Kasm uses programmatic access keys to manage resources. These programmatic access keys are associated with an IAM user. Follow this process to create a user with minimal permissions and no access to the AWS Web Console.

  1. Create an AWS IAM User for Kasm.

    • In the AWS Web Console, navigate to IAM->Users.

    • Click Add User.

    • Provide a User name. Example: kasm-auto-scaling

    • On the permissions options page, click Attach Policies Directly

    • Search for AmazonEC2FullAccess, check the box next to it and Click Next

    • On the final page click Create User

  2. Create AWS Access Keys for the Kasm User in AWS.

    • In the AWS Web Console, navigate to IAM->Users.

    • Find the user created in step 3 and click the username to edit.

    • Click the Security Credentials Tab.

    • Scroll down to Access Keys and click Create Access Keys.
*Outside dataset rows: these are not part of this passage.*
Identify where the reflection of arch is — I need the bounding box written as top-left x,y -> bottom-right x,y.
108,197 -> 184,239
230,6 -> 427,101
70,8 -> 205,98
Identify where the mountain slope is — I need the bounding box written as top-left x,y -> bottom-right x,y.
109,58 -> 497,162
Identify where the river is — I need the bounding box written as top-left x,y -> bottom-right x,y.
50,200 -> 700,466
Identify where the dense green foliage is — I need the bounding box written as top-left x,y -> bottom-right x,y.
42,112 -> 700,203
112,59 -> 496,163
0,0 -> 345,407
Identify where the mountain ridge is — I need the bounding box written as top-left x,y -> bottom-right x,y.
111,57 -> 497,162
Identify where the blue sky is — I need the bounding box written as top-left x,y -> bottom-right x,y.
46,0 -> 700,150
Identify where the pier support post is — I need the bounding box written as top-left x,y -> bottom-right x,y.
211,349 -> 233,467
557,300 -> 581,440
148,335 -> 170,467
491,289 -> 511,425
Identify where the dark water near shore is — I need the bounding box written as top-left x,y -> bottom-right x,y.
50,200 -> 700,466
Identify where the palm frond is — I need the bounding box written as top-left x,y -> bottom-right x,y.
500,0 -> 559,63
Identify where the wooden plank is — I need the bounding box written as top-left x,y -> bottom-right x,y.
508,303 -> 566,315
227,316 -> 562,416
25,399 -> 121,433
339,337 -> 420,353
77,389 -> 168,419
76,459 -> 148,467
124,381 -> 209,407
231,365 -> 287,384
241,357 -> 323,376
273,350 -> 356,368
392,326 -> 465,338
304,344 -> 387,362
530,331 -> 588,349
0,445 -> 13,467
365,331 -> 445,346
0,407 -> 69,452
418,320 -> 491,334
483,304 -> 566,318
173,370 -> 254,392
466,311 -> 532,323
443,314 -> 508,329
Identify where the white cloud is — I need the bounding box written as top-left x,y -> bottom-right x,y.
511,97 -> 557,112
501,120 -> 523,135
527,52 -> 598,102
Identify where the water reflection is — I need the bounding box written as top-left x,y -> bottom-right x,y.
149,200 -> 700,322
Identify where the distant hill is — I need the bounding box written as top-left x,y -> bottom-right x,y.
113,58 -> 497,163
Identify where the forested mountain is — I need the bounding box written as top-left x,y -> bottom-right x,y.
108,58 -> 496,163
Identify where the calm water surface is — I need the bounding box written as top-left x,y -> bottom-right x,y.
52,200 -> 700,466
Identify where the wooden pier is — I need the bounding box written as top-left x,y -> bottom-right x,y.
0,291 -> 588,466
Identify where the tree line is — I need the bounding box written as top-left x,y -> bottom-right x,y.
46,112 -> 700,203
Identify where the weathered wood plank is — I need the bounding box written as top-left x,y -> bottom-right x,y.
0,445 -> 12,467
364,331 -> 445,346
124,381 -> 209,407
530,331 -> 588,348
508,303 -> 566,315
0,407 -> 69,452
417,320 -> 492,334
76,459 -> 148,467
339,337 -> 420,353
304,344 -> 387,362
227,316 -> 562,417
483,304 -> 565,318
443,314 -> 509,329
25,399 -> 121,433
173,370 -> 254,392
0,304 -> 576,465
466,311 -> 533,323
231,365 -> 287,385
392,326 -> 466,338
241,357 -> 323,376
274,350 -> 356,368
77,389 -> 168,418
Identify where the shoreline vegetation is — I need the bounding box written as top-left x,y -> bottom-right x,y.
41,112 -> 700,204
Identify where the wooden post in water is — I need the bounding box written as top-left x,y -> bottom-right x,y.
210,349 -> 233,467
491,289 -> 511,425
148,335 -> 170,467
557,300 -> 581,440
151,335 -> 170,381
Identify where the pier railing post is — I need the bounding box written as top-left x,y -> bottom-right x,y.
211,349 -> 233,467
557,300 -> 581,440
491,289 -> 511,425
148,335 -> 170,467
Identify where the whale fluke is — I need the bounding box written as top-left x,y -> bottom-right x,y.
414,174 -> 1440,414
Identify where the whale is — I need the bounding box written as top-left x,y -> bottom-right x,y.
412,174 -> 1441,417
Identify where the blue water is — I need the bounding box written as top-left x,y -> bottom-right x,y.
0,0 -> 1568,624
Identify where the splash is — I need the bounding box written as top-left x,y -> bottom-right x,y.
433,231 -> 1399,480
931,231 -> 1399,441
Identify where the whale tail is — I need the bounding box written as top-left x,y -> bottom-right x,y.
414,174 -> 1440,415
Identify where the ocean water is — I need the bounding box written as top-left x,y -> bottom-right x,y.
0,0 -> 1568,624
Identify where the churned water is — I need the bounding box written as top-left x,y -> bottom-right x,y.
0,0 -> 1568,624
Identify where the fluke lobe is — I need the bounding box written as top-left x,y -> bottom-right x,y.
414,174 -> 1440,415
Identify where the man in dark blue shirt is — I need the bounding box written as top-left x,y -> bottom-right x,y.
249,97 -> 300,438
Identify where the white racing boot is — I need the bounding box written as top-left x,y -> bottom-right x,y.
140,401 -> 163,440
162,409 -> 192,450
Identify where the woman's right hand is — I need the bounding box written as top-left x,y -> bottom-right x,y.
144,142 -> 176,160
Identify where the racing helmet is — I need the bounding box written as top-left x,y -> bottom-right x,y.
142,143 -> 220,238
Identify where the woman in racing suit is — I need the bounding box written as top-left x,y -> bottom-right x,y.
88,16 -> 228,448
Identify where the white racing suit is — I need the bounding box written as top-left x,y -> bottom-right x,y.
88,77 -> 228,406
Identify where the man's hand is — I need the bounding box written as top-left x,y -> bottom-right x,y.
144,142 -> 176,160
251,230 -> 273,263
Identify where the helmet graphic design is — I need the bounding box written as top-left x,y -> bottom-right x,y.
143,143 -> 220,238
    • On the next screen select Third Party Service

    • Check the box indicating you understand the recommendation and click Next.

    • Optionally add tags on the next step and then click Create access key.

    • On the final screen you will be shown the Access Key and Secret access key. This will be the only opportunity you will have to get the secret access key. Save both of them in a secure place.